Supporters and opponents of AI tend to agree that the technology will change the world. People like OpenAI's Sam Altman envision a future in which humanity thrives; critics, meanwhile, predict social chaos and excessive corporate power. Which predictions come true will depend in part on the foundations laid today. But recent controversy at OpenAI, including the departure of its co-founder and chief scientist, suggests that major AI players have become too opaque for society to chart the right course.
According to an index developed by Stanford University, AI leaders Google, Amazon, Meta, and OpenAI are not as transparent as they should be. AI was born from the collaboration of researchers and experts across platforms, but the companies have been silent since OpenAI's ChatGPT led the commercial AI boom. Given the potential dangers of AI, these companies need to return to a more open past.
AI transparency falls into two main areas: inputs and models. The large-scale language models that underpin generative AI, such as OpenAI's ChatGPT and Google's Gemini, are trained by trawling the internet to learn from analyzing “datasets” that vary from Reddit forums to Picasso paintings. In the early days of AI, researchers often published their training data in scientific journals, allowing others to assess the quality of the inputs and diagnose flaws.
Currently, major companies tend not to release details of their data to protect themselves from copyright infringement lawsuits and secure a competitive advantage, making it difficult to evaluate the veracity of AI-generated answers, and leaving writers, actors, and other creators unable to know whether their privacy or intellectual property is being knowingly violated.
The models themselves also lack transparency. How a model interprets inputs and generates language depends on its design. AI companies tend to consider a model's architecture as its “secret sauce.” The originality of OpenAI's GPT-4 and Meta's Llama rests on the quality of their computations.

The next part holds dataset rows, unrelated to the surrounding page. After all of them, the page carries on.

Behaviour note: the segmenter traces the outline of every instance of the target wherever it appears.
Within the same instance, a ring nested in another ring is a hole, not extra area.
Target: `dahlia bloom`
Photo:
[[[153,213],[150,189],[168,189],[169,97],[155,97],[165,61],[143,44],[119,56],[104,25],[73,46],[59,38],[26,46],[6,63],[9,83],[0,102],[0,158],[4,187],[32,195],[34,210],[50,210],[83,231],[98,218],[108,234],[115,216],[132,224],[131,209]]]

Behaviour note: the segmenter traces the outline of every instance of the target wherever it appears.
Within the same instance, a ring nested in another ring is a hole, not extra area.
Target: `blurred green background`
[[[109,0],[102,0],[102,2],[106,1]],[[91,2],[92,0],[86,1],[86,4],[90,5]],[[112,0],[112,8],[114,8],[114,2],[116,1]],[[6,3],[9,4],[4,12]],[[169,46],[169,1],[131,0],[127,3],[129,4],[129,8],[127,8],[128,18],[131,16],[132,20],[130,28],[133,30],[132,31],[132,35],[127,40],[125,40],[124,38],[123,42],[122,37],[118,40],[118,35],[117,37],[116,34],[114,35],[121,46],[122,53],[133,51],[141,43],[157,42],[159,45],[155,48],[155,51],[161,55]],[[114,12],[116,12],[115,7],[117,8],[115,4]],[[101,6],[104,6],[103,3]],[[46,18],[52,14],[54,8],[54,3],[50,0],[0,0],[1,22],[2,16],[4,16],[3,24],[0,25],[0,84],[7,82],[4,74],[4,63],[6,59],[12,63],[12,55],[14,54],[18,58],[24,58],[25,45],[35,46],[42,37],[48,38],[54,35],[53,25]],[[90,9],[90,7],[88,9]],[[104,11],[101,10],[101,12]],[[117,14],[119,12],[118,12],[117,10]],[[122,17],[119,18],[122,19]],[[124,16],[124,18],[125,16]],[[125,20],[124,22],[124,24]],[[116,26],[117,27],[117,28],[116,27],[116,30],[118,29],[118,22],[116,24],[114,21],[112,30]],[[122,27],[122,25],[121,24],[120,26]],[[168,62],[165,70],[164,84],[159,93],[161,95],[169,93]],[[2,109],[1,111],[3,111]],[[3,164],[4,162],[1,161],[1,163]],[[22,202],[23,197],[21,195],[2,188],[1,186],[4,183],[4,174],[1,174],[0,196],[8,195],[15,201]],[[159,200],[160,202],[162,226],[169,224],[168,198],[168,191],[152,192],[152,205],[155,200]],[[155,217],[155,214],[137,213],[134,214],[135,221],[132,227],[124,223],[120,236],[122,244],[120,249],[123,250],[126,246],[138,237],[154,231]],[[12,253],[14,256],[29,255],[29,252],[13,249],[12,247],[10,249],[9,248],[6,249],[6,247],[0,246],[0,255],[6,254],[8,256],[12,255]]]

AI researchers once published papers on their designs, but the race for market share has put an end to such disclosures. However, without understanding how a model works, it is difficult to evaluate the AI's outputs, limitations, and biases.
This lack of transparency makes it difficult for the public and regulators to assess AI safety and prevent potential harm. This situation is even more concerning after Jan Reike, who led OpenAI's push for super-powerful AI tools, left the company this month, alleging that the company's leaders prioritized a “flashy product” over safety. The company claims it can regulate its own products, but the new security committee will report to those very same leaders.
Governments are beginning to lay the groundwork for AI regulation, through the Bletchley Park conference last year, President Joe Biden's executive order on AI, and the EU's AI law. While these steps are welcome, they focus on guardrails and “safety testing” rather than full transparency. The reality is that most AI experts work for companies, and the technology is developing too quickly for regular safety testing to be sufficient. Regulators should demand transparency of models and inputs, and experts from these companies should work with regulators.
AI has the potential to change the world for the better, perhaps more powerfully and faster than the Internet revolution. Companies may argue that transparency requirements will slow innovation and blunt their competitiveness, but the recent history of AI shows that this is not the case. These technologies have advanced on the back of collaboration and joint research. A return to these standards will increase societal trust and enable faster, more secure innovation.